My 7900 XTX does 120TFlops.
To match that, you would need to scale that CPU up to either 2048 cores, 2KB per register (still one-cycle!) or 64Ghz.
I guess if you had 1024-bit registers and 8Ghz, you could get away with only 240 cores. Good luck thermal dissipating that btw. To reverse an opinion I'm seeing in this thread, at that point your CPU starts looking more like a GPU by necessity.
Usually, you can do 2 AVX-512 operations per cycle and using FMADD (fused multiply-add) instructions, you can do two floating point operations for the price of one. That would be 128 operations per cycle per core. The result would be 16TFlops on a 2GHz 64 core CPU, not 4 TFlops. This would give a 1 order of magnitude difference, rather than 4 orders of magnitude.
For inference, prompt processing is compute intensive, while token generation is memory bandwidth bound. The differences in memory bandwidth between CPUs and GPUs tend to be more profound than the difference in compute.
That's fair. On the other hand, there's like exactly one CPU with FP16 AVX512 anyways, and 64core aren't exactly commonplace either. And even with all those advantages, using a datacenter CPU, you're still a factor of 10 off from a GPU that isn't even consumer top-end. With a normal processor, say 16 cores, 16 float ops, even with fused ops and dispatching two ops per cycle you're still only at 2T and ~50x. In consumer spaces, I'm more optimistic about dedicated coprocessors. Maybe even iTPU?

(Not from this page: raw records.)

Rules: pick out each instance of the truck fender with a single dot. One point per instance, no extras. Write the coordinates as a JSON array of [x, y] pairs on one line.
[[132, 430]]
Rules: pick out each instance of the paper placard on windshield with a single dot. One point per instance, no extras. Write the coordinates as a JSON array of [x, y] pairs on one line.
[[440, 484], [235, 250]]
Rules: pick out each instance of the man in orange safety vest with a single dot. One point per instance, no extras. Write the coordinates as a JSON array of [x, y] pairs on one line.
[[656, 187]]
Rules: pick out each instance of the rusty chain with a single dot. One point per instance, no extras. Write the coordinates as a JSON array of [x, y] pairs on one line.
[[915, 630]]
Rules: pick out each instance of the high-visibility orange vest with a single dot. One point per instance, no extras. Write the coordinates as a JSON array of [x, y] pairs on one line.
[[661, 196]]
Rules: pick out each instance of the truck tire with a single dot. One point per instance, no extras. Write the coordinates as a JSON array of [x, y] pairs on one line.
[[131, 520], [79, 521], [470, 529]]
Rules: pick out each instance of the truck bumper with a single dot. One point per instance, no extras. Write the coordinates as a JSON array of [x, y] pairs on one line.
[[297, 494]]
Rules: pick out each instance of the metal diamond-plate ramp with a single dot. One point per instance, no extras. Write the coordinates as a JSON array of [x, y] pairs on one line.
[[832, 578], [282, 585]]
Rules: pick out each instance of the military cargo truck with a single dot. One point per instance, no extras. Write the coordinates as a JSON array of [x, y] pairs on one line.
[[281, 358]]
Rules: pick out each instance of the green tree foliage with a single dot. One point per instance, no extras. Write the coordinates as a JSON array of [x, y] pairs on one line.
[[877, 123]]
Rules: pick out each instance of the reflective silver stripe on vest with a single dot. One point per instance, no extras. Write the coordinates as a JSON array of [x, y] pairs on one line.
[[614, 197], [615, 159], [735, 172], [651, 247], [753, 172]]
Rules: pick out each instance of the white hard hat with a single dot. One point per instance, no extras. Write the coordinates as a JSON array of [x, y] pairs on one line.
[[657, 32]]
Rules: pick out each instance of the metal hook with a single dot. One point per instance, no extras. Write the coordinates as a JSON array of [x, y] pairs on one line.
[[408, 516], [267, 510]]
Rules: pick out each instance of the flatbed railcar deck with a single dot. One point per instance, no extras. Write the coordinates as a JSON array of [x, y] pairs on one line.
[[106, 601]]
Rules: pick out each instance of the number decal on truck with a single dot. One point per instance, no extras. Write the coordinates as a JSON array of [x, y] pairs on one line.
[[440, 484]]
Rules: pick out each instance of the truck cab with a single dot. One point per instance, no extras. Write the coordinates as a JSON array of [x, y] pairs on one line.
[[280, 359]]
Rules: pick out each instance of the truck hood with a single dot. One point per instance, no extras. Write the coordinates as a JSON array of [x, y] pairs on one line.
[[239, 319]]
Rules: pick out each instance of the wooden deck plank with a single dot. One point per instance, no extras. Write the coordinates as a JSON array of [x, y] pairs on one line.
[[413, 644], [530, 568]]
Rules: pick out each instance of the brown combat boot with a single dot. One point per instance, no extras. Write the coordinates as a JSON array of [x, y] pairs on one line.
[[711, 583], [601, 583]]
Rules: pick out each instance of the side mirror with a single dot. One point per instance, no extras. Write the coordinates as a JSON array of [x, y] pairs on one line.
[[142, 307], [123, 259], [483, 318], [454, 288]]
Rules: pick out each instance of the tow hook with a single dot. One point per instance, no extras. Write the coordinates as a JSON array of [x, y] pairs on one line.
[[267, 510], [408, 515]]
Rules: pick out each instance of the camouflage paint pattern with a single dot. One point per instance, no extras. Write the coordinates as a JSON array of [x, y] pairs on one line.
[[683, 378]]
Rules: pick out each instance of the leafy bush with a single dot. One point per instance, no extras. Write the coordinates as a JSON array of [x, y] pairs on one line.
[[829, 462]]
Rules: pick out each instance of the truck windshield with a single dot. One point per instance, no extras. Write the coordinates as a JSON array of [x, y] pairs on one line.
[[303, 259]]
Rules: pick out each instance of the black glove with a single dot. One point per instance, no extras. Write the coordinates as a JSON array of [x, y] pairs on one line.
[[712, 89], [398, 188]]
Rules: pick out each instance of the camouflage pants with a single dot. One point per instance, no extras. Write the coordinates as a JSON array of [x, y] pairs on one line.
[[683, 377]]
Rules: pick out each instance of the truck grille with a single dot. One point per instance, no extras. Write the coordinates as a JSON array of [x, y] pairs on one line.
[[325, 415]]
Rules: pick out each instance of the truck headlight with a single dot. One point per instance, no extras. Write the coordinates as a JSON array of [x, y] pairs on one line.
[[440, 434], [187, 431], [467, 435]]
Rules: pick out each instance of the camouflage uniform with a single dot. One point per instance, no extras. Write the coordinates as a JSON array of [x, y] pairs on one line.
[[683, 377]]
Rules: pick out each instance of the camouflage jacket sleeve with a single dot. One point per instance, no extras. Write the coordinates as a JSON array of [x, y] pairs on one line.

Zen 6 is supposed to add FP16 AVX512 support if AMD’s leaked slides mean what I think they mean. Here is a link to a screenshot of the leaked slides MLID published:
Running on a GPU like my 3090 Ti will likely outperform it by two orders of magnitude, but I have managed to push the needle slightly on the state of the art performance for prompt processing on my CPU. I suspect an additional 15% improvement is possible, but I do not expect to be able to realize it. In any case, it is an active R&D project that I am doing to learn how these things work.
Finally to answer your question, I have no good answers for you (or more specifically, answers that I like). I have been trying to think of ways to do fast local inference on high end models cost effectively for months. So far, I have nothing to show for it aside from my R&D into CPU llama 3 inference since none of my ideas are able to bring hardware costs needed for llama 3.1 405B below $10,000 with performance at an acceptable level. My idea of an acceptable performance level is 10 tokens per second for token generation and 4000 tokens per second for prompt processing, although perhaps lower prompt processing performance is acceptable with prompt caching.
This is only relevant for the flash attention part of the transformer, but a NPU is an equally suitable replacement for a GPU for flash attention.
Once you have offloaded flash attention, you're back to GEMV having a memory bottleneck. GEMV does a single multiplication and addition per parameter. You can add as many EXAFLOPs as you want, it won't get faster than your memory.
I guess it's hard to know how well this would compete with integrated gpus, especially at a reasonable pricepoint. If you wanted to spend $4000+ on it, it could be very competitive and might look something like nvidias grace-hopper superchip, but if you want the product to be under $1k I think it might be better just to buy separate cards for your graphics and ai stuff.
It is not stacked. It is multirank. Stacking means putting multiple layers on the same chip. They are already doing it for HBM. They will likely do it for other forms of DRAM in the future. Samsung reportedly will begin doing it in the 2030s:
I am not sure why they can already do stacking for HBM, but not GDDR and DDR. My guess is that it is cost related. I have heard that HBM reportedly costs 3 times more than DDR. Whatever they are doing to stack it now that is likely much more expensive than their planned 3D fabrication node.